Giselle could not take her eyes off Banan. ‘Is that safe?’
‘He’ll not bother us if that is what you are worried about.’
‘But what about others - brigands, pirates along the coast? Scotland is a lawless place, and we’ll have no protection.’
Lyall laughed. ‘How fearful you are, you English. We are but a day’s ride away from the Firth, the gateway to Scotland, my country, my home. No one will challenge me there. You are safe with me, well, as safe as any frightened, little mouse can be in the company of a murderous, wolf of a Scot. We can travel much faster alone. There is an abbey, some miles hence, and I have business there, so we’ll stop for the night.’
***
Many miles further on, they reached a village, or what was left of it, deserted, except for a few chickens running around, scratching the ground with indifference as they rode in. The sun had risen high and burnt away the rain clouds from earlier, and the humidity was making Giselle’s dress stick to her back. The air was heavy and still.
Evidence of recent violence was everywhere, from the bl
ackened walls of the cottages to the burnt thatch fallen inwards. The charred smell was terrible, as was the buzz of flies, hovering in the air over the corpse of a pig, bloated with decay. It was the only sound rising above a deathly quiet.
She heard the scrape of Lyall’s sword being unsheathed it from its scabbard. His face was hard as he shielded his eyes from the sun’s glare with his hand and surveyed the scene before him.
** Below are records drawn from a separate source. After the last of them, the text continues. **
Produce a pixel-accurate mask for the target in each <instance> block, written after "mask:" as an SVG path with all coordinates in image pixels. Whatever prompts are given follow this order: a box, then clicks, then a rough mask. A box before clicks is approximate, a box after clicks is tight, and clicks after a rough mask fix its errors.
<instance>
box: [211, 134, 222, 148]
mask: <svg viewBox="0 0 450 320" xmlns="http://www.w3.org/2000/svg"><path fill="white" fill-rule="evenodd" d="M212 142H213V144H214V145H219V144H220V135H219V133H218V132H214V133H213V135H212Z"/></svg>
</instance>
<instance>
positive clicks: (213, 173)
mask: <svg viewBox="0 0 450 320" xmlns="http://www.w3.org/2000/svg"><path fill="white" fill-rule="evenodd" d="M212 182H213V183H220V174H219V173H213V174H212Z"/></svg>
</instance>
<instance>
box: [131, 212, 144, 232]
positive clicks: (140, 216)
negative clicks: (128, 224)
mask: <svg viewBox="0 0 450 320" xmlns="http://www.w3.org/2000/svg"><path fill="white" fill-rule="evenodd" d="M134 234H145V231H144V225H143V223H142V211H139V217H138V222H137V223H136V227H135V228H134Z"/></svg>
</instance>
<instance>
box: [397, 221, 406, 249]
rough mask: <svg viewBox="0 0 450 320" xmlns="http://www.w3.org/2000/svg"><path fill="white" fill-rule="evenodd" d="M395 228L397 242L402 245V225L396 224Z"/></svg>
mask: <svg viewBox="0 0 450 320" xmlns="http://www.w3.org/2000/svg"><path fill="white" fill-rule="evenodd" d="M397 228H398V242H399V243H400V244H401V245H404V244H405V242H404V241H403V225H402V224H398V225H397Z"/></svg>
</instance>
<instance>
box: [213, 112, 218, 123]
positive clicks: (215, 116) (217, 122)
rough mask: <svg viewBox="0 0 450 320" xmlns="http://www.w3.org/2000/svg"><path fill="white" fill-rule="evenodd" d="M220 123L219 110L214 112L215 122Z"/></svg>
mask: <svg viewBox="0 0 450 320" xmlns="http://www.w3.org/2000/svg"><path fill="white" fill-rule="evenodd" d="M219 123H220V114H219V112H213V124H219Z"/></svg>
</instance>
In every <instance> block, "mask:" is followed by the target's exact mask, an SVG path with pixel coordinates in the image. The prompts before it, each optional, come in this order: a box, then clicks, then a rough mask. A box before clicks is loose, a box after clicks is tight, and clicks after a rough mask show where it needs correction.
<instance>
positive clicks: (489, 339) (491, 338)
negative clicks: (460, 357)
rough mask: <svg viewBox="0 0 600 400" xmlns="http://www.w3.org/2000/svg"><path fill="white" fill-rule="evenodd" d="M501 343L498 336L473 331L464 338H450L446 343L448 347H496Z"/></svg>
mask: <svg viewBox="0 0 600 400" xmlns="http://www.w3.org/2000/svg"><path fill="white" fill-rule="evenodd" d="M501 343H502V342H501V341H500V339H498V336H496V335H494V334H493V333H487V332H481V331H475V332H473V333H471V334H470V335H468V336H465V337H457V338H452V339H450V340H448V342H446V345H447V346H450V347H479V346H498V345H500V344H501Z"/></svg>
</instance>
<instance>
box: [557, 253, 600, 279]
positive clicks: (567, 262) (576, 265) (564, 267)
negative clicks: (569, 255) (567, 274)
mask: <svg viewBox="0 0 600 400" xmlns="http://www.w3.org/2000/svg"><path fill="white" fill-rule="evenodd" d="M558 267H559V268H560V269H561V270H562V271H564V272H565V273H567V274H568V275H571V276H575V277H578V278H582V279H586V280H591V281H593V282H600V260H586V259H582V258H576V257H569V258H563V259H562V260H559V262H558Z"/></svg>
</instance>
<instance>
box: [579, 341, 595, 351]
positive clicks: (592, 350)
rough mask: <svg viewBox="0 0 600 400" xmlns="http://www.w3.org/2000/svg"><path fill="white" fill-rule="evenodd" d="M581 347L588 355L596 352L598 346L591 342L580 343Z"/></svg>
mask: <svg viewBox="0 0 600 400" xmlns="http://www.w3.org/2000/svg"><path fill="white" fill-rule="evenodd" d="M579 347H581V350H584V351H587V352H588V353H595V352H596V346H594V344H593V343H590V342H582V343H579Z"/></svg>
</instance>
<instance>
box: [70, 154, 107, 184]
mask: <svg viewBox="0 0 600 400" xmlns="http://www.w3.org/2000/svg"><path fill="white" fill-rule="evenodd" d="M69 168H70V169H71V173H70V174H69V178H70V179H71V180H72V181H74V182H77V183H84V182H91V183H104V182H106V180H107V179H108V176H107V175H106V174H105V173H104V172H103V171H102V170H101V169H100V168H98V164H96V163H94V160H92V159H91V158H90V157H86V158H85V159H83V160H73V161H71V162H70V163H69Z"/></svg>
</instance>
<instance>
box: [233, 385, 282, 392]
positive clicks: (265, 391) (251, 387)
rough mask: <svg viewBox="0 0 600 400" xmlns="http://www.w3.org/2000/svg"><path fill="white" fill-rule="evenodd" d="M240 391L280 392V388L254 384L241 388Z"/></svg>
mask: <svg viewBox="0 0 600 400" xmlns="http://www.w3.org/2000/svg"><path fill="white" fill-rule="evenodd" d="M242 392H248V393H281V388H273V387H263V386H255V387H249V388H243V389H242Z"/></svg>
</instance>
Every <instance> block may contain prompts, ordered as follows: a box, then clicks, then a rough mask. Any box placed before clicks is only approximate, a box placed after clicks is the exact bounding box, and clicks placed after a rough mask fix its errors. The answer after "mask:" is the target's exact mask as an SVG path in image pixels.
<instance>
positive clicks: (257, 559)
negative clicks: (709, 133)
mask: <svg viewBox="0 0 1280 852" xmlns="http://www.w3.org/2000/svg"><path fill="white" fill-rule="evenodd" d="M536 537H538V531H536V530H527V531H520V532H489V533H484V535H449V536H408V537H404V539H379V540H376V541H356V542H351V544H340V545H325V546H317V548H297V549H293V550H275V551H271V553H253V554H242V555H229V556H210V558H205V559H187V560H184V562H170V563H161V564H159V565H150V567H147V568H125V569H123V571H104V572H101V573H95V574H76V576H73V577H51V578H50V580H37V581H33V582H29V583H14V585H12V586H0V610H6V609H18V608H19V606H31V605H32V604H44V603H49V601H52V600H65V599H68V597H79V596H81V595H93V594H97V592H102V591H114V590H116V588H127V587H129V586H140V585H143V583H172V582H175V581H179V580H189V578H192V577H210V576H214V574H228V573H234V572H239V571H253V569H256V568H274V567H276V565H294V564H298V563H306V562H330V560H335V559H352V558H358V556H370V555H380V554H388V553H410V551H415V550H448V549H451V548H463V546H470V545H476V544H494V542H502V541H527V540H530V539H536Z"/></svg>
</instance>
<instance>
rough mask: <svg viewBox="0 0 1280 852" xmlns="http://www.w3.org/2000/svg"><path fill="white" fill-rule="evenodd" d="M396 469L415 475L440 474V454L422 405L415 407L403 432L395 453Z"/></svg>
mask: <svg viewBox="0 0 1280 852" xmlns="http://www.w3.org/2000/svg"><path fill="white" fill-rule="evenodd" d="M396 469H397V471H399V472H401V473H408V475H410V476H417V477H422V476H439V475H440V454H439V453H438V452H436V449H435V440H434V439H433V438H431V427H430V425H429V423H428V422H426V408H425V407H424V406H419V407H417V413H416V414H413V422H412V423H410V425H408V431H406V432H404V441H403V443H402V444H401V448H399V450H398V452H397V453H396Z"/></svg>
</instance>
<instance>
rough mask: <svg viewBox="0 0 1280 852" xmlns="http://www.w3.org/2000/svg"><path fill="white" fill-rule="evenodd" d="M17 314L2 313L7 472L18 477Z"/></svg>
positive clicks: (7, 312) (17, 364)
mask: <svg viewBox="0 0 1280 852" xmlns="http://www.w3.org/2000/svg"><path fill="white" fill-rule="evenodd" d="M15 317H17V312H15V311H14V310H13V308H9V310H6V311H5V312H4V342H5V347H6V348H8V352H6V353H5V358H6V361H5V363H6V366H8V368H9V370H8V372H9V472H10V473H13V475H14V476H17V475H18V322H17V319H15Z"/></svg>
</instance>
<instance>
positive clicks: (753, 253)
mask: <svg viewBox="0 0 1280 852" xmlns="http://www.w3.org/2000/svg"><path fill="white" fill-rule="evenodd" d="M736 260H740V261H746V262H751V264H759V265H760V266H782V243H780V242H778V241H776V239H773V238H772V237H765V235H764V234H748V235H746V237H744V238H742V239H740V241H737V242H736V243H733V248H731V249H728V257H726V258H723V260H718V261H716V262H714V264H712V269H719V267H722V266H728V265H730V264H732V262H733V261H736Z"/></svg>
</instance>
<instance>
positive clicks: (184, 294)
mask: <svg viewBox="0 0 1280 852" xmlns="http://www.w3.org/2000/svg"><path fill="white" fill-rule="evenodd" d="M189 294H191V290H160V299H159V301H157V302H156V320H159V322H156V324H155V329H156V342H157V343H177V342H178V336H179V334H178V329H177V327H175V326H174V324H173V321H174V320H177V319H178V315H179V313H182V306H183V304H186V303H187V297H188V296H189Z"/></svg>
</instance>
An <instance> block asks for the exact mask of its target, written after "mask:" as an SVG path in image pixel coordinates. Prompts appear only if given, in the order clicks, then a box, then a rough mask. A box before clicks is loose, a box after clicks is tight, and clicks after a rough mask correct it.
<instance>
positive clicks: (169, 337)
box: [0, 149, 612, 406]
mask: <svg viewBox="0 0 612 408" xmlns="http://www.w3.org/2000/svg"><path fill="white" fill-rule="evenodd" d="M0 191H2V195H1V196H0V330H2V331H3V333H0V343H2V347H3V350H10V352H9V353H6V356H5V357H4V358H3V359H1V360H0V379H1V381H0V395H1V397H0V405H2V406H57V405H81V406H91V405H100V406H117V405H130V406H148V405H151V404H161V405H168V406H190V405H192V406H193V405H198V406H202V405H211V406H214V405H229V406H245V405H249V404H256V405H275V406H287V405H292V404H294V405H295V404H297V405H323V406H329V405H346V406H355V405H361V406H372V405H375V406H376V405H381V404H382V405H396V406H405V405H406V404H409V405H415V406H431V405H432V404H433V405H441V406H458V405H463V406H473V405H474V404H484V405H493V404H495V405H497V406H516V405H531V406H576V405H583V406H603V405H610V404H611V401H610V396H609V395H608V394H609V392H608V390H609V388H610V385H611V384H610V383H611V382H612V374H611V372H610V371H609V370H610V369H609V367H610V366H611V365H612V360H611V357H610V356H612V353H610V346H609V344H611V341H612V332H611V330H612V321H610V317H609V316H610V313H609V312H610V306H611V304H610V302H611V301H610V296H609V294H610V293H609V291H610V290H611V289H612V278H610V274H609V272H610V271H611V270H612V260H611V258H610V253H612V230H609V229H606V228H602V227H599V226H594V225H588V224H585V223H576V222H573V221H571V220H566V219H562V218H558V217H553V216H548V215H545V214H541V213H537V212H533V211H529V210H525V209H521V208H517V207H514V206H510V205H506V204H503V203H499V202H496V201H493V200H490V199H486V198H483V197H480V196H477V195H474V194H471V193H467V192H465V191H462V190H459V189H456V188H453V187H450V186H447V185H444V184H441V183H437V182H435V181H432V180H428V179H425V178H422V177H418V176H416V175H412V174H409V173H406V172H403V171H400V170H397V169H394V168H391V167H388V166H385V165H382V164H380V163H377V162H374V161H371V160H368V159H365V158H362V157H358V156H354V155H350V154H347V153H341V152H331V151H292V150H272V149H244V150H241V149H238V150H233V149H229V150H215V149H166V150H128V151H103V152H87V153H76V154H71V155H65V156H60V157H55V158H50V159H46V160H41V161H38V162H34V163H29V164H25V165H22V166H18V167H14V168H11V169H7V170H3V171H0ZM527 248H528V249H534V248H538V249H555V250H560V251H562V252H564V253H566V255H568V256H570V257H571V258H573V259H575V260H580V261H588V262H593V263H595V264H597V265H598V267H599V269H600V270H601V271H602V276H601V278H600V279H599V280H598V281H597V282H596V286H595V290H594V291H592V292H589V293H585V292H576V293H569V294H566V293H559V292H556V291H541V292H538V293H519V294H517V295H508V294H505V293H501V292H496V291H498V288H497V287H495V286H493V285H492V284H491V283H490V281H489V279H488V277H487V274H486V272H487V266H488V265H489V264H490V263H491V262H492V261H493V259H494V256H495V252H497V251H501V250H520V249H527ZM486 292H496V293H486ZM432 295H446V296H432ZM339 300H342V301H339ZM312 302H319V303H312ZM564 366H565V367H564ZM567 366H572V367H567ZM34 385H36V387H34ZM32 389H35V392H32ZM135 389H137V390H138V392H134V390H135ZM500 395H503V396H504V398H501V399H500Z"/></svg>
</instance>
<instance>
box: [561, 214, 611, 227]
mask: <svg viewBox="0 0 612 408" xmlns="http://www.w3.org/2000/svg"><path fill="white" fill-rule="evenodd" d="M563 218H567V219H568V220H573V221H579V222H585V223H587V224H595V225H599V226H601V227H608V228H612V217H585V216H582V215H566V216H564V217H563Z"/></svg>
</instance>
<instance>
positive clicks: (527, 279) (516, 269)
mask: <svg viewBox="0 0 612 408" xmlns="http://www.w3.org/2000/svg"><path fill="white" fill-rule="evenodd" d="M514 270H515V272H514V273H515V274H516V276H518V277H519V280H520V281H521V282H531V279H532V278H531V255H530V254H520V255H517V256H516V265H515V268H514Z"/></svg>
Belongings were scattered everywhere, an upturned cook pot, clothes, simple furniture, smashed and abandoned. There were no bodies, that was a blessing at least, but not a soul remained. The villagers had either heard of the oncoming Scots and fled, or had been their victims, as they made their way south to Wulversmeade.
‘We should press on,’ said the Scot.
‘Should we not see if there are any survivors?
‘There is no one here.’
‘There may be dead lying around who need burial.’
‘No, there is no one here who is in need of our help, and the dead are beyond it. To tarry here alone would be folly.’
Anger rose in her breast.
‘Did you Scots do this? Is that why you don’t need to look?’
‘No, this was not us. As I said, we will press on.’
‘But you can’t just…’
‘Quiet, and do as you are told.’ There was a muscle going in Lyall’s cheek, and his gaze was flinty.
Giselle quaked a little at it, and then did as she was told.
Chapter Nine
For Giselle, the rest of the day was a blur of riding and aching bones and a relentless sun blazing down on her head. They rode for hours, along a track hugging the coastline on one side and weaving in and out of forest on the other. It took the brunt of the sea breezes gusting in, bringing with it the foul tang of seaweed, rotting in the summer sun. Giselle wiped sweat from the back of her neck as she gasped in awe at the vast expanse of sunlit water. Out here, away from walls and villages and people, the world seemed a vast, empty place, and she a small, weak thing of no significance.
The Scot was quiet, for the most part, and she was thankful for it, as every time he turned to look at her with that intense gaze from those soulful, dark eyes, she felt nervous and tongue-tied. For many miles, his face had taken on a sombre look, as if deep in thought. She wondered what troubled him.